Common Sense Approach to Drug Use In Sport

8 December 2011

An internationally renowned expert on drug use in sport will consider whether anti-doping policies are sensible or a knee-jerk reaction, during a talk at the University of Ulster this evening.

Professor Ivan Waddington’s lecture, Anti-doping policy: common sense or moral panic? is timely given that the World Anti-Doping Agency (WADA) recently announced a two-year review of its Code, which defines all key aspects of the world-wide fight against doping in sport.

The retired Director of the Centre for Research into Sport and Society at Leicester University says this is an appropriate time to reconsider some key aspects of anti-doping policy and to revisit some of the fundamental assumptions on which policy is based.

“The central theme of my talk is to ask whether anti-doping policy represents a reasonable and considered response to the problems presented by drug use in sport or whether anti-doping policy is underpinned by a highly emotive reaction which has many of the characteristics of a moral panic,” said Professor Waddington.
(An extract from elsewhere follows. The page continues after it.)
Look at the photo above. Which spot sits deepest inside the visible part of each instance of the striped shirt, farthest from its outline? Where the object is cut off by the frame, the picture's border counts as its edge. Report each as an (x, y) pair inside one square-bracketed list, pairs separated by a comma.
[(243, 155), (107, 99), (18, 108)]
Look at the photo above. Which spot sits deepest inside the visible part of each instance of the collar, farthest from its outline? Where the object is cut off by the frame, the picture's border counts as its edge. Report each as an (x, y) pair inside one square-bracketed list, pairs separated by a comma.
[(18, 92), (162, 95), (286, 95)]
“It is worth noting that drugs have been used by sports people to enhance performance for some 2000 years but it has only been since the late 1960s that their use has been banned.

“For the greater part of sporting history, therefore, drugs have been used without any suggestion that those who were using drugs were cheating or doing anything improper.

“Our punitive attitudes towards drug use are therefore very recent and were not shared by those who developed modern sport. This prompts the question: how do we explain the development of this specifically modern approach to drug use in sport?

“What is it about the structure of modern sport and, perhaps more importantly, about the structure of the wider society of which sport is a part, which has been associated with the development of anti-doping policy in sport? And what light does this shed on the issue of whether modern anti-doping policy is common sense or moral panic?”

Dr Katie Liston, lecturer in Social Sciences of Sport at the University of Ulster, said: "Given the many questions raised by social scientists within Ulster's Sport and Exercise Sciences Institute about the role of sport in promoting particular values, Professor Waddington's talk is a very timely contribution to the work of SESRI, not least because of the high level of detachment demonstrated in his scientific analyses of the paradox in anti-doping debates.”

The Sport and Exercise Sciences Research Institute at the University, in association with Sport Northern Ireland are hosting the guest lecture at the Jordan town campus at 6.30pm.

Professor Waddington, who is a Visiting Professor at the Norwegian School of Sport Sciences, Oslo and University of Chester, has published four books and more than twenty scientific papers on drugs in sport and provided expert testimony to an EU enquiry.

His most recent book, co-written with Andy Smith, was, ‘An Introduction to Drugs in Sport: Addicted to Winning?’ He has on two occasions carried out surveys on drug use in English football with the support of the Professional Footballers Association and has also published important research on the management of injuries in English professional football, again with the cooperation of the PFA.